A Sobrevivência do cardíaco de ataque e dos pacientes instáveis da angina colocados na terapia do betablocante corresponde às variações específicas em seus genes, de acordo com um estudo por pesquisadores na Faculdade de Medicina da Universidade de Washington em St Louis e no Instituto Meados De do Coração de América em Kansas City.
O estudo aparece na introdução do 28 de setembro de 2005 do Jornal de American Medical Association.
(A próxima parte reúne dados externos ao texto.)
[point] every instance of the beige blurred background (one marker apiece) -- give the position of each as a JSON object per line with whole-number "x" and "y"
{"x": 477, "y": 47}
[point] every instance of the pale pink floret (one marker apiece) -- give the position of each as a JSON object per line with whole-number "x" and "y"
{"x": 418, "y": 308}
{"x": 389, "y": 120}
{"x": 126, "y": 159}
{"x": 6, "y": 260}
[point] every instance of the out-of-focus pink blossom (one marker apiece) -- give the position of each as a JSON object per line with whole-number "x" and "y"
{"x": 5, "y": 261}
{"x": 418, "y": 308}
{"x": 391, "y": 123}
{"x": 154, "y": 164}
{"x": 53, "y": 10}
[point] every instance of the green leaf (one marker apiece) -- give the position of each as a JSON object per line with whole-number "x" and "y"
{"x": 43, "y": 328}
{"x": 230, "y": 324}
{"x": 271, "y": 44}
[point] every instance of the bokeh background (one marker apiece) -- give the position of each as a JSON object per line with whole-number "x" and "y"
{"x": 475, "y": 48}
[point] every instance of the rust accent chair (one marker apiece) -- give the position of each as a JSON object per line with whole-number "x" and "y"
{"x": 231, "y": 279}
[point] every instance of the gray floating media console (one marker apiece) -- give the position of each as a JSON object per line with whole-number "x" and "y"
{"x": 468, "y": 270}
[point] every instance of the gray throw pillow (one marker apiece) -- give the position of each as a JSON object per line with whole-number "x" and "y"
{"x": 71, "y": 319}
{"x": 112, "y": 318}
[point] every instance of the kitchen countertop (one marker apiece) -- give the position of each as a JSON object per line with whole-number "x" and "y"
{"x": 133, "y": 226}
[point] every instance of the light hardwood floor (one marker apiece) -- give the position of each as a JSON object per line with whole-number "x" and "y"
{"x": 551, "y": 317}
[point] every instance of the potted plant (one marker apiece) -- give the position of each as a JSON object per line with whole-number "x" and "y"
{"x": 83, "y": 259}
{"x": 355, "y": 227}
“Em nossa investigação dos pacientes coronários agudos (ACS) da síndrome descarregados na terapia do betablocante, nós podíamos associar o risco de morte com as características dos genes beta-adrenergic do receptor dos pacientes,” diz o co-autor Howard L. McLeod, Pharm.D., professor da medicina, da genética e da biologia molecular e da farmacologia na Faculdade de Medicina. “Nós identificamos os grupos altos, intermediários e de baixo-risco que tiveram variações particulares nestes genes, que interagem com as drogas do betablocante.”
Os Pacientes no grupo de alto risco tiveram um risco cinco vezes mais alto de morte do que aqueles no grupo de baixo-risco de acordo com a relação do perigo, uma medida estatística do risco. Se uma pesquisa mais adicional indica que os betablocantes são ineficazes ou criam um risco mais alto nos pacientes com determinadas variações de genes beta-adrenergic do receptor, os médicos podem alterar o tratamento para melhorar a sobrevivência nestes pacientes, de acordo com McLeod.
“Estes dados, quando provocantes, não devem imediatamente alterar a prática actual,” diz o autor principal David E. Lanfear, M.D., anteriormente da Faculdade de Medicina e agora de um membro do pessoal da cardiologia na parada cardíaca e da secção cardíaca da transplantação no Hospital de Henry Ford em Detroit. A “Posterior investigação é necessário determinar se o efeito considerado é devido à falta da eficácia dos betablocantes em uns pacientes mais de alto risco ou se o genótipo apenas é responsável para um resultado mais ruim.”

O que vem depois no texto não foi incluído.